Aww. Best to maw and paw.
.
The best isn’t good enough for my Maw or my Paw,
Much less my two Left Feet,
Perhaps something better,
I’ll give them something to eat,
Or better still, maybe I’ll show them your b-law-g ,
As they might say in MA, I’m like an out-of-control caw . . .
.
What do you mean “the court created a crime,” i.e., that it defined conduct as a crime that the legislature did not? The conviction here was for a real up-and-down-vote crime — drug possession. But you argue, Scott, “The courts have no authority to create crimes, and cannot authorize the police to act to prevent conduct that the legislature hasn’t determined to constitute a crime. They can interpret whether conduct is, or isn’t, a crime, but once they decide a crime did not occur, the court has exercised its power to the fullest.”
Again: the court wasn’t ruling on whether or not drug possession was a crime; it didn’t have to. It was ruling on the application of the exclusionary rule — a principle of law that wasn’t enacted by the legislature at all, in fact, as SCOTUS pointed out in Arizona v. Evans. They didn’t “create a crime,” they considered whether a search that took place in the absence of a crime fits the circumstances under which the judicially-created exclusionary rule should govern.
You might say that if there’s no crime, there are no such circumstances, but whether or not that is the case is entirely within the bailiwick of a court reviewing whether or not evidence should be excluded. I’m not sure what I think of the outcome here, and appreciate the “slippery slope of ignorance point.” But for these reasons I don’t think the “ultra vires” argument works.
.
If not “ultra vires”, maybe then the Ebola virus?? Can it be argued that such rulings, upholding such principles, are analogous to an infectious and deadly disease, which needs, in no particular order, to be quarantined, inoculated against, and ultimately, if it is within our power, to be cured?? . . .
.
This is an excellent example of why a smart civil lawyer shouldn’t dabble far outside his niche. You’ve missed an entire level of analysis as to the stop. But no reason for a trademark lawyer to know such stuff.
You might be right about that.
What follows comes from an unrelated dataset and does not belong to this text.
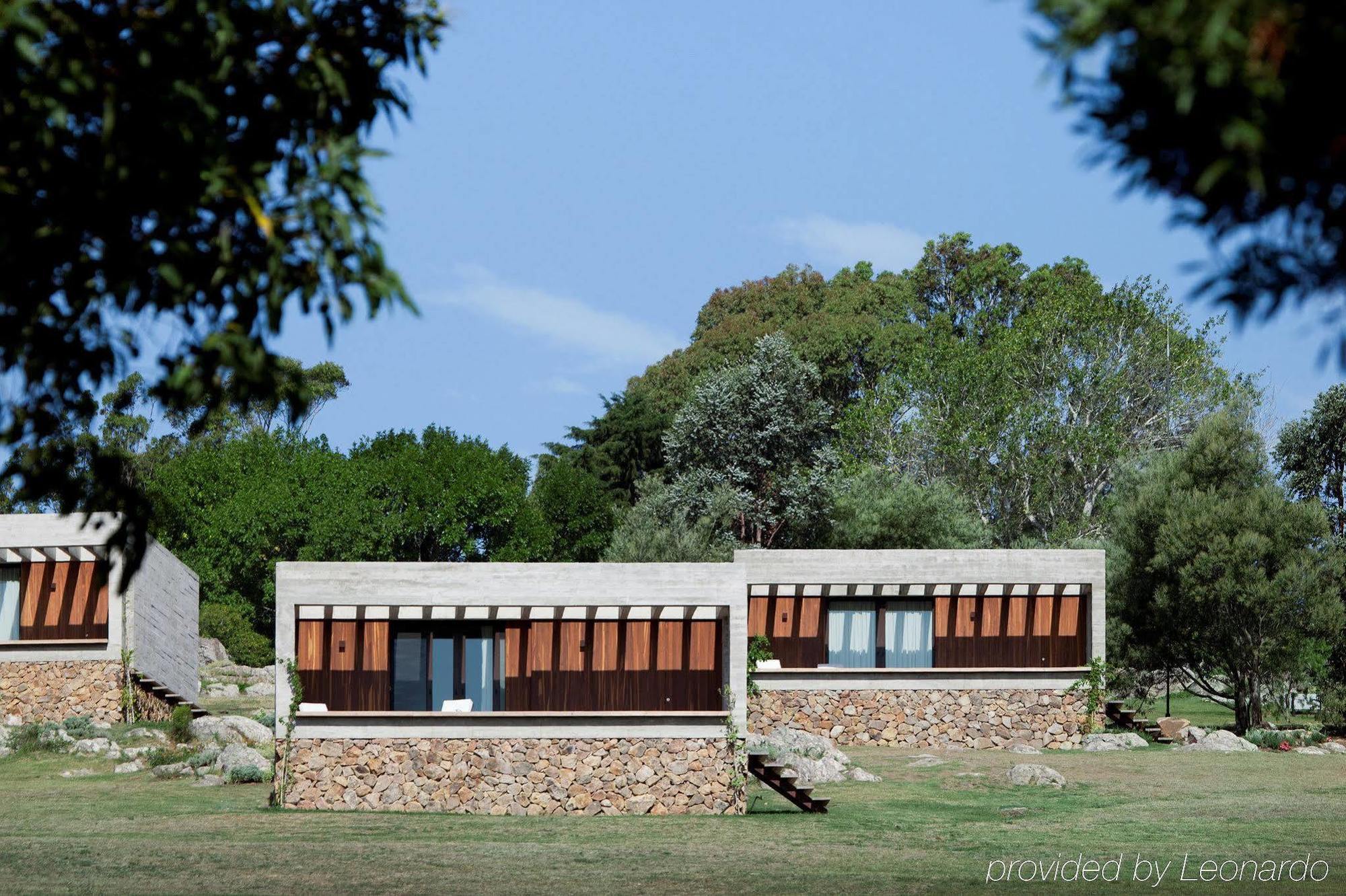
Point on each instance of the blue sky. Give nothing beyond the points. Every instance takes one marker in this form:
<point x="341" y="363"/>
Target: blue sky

But of course, you might be wrong, and as you acknowledge I wouldn’t necessarily know if you were unless I did a bunch of, you know, reading and stuff, assuming it warn’t too hard to follow.
Assuming I want to try, however, what exactly is the leading case on which you base your “ultra vires” analysis?
Nope. Private instruction costs extra, especially when you ask the wrong question.
@Ron Coleman, I think Scott may have just set you up on a blind date with U.S. v. Leon, 468 U.S. 897 (1984). Be careful though. I hear she likes to split the bill between the violation stage and the remedies stage.
The authority/remedy issue is very nuanced. While it’s a shame that there’s wiggle room on the back end, it’s a tough distinction for non-CDLs to recognize. Now if Ron had to ask Leon on a date by himself…but no one should have to go out with Leon. Or a menage with Leon and Evans. Ewww.
.
Here’s a real story for ya; I think it contains lots o’ ultra vires, or lack thereof, IDK . . .
[Ed. Note: Balance of comment deleted. Another boundary, personal stories only tangentially related to a post. Best told on your blog. Not mine.]